Les derniers nomades

Entre la taïga et le fleuve Saint-Laurent vivent ceux que l’on qualifie de derniers nomades d’Amérique du Nord: les Innus de La Romaine. Notre journaliste est entrée à petits pas dans leur quotidien et en est ressortie, quelques semaines plus tard, avec l’impression d’avoir trouvé plus qu’une famille d’accueil.

Il est près de quatre heures du matin et le bateau hebdomadaire vient de me débarquer sur le quai de La Romaine, à la frontière de la communauté d’Unamen Shipu, aux côtés d’une trentaine d’âmes fatiguées.
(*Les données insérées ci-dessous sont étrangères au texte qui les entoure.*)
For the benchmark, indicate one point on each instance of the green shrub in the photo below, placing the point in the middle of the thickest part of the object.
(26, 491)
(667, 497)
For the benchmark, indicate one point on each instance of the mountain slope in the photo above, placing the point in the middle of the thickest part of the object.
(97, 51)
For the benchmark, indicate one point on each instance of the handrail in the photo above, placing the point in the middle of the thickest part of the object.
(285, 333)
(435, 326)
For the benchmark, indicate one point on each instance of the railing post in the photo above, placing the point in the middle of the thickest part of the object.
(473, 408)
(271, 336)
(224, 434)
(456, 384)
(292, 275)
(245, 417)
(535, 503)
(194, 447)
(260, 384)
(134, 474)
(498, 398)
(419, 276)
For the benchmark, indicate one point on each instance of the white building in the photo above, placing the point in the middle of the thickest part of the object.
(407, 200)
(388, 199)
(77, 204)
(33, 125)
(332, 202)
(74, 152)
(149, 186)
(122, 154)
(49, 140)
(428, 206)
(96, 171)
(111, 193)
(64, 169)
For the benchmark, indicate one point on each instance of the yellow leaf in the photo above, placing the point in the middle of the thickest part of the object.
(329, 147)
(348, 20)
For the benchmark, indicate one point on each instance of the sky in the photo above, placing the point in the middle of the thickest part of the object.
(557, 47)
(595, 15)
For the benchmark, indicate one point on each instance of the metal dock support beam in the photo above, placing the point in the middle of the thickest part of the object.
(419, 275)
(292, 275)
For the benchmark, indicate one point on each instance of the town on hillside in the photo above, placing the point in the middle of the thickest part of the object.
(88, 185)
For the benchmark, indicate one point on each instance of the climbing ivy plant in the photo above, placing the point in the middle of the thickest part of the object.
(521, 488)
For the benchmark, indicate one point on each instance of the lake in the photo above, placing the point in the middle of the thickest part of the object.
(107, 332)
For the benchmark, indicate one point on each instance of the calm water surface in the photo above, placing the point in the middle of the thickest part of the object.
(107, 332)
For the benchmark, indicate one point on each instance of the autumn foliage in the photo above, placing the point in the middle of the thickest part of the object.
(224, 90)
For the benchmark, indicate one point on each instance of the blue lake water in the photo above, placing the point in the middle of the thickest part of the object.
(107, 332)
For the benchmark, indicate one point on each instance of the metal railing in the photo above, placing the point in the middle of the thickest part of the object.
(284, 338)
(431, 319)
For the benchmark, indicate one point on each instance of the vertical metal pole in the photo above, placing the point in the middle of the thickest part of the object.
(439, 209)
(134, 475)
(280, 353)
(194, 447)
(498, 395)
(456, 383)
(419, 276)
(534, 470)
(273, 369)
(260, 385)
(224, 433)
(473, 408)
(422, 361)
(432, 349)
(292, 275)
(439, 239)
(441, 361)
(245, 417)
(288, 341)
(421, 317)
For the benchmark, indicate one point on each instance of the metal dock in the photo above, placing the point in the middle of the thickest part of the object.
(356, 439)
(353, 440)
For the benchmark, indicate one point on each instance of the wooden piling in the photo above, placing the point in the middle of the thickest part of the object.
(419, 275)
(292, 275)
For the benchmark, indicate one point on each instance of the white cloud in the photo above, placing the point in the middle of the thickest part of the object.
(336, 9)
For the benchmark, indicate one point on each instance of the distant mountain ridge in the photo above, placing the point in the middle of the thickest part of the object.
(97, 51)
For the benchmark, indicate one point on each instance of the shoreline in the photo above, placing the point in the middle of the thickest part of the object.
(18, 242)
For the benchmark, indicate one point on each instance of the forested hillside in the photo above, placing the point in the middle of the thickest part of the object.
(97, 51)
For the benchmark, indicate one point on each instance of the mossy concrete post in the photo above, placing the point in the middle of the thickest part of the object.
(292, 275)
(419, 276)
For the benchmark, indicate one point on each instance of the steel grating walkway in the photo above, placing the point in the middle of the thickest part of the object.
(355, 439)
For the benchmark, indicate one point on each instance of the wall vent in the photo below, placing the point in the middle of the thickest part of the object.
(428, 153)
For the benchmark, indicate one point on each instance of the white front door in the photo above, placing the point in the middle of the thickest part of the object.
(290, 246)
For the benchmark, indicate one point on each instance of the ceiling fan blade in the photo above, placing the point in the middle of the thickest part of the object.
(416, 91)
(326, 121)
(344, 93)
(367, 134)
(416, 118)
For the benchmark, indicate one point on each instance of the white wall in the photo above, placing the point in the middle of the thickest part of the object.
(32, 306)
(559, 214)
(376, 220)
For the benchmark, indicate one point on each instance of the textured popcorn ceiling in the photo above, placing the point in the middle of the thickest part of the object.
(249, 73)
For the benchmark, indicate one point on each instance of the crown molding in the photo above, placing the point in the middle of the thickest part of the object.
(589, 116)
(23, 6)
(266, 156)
Silencieux à l’avant de son quatre-roues, Johnny-Paul Mestenapeo m’emmène chez lui, où il est convenu que je passe ma première nuit. Dans la brume légère, la nuit est bleu pâle.

Sa femme, Jeannine, m’accueille entre deux bâillements, le temps de m’indiquer ma chambre. Nous gagnons chacune notre lit tandis que Johnny-Paul ressort dans l’aube, curieux de découvrir le contenu des filets qu’il a installés la veille sur une rivière à saumons.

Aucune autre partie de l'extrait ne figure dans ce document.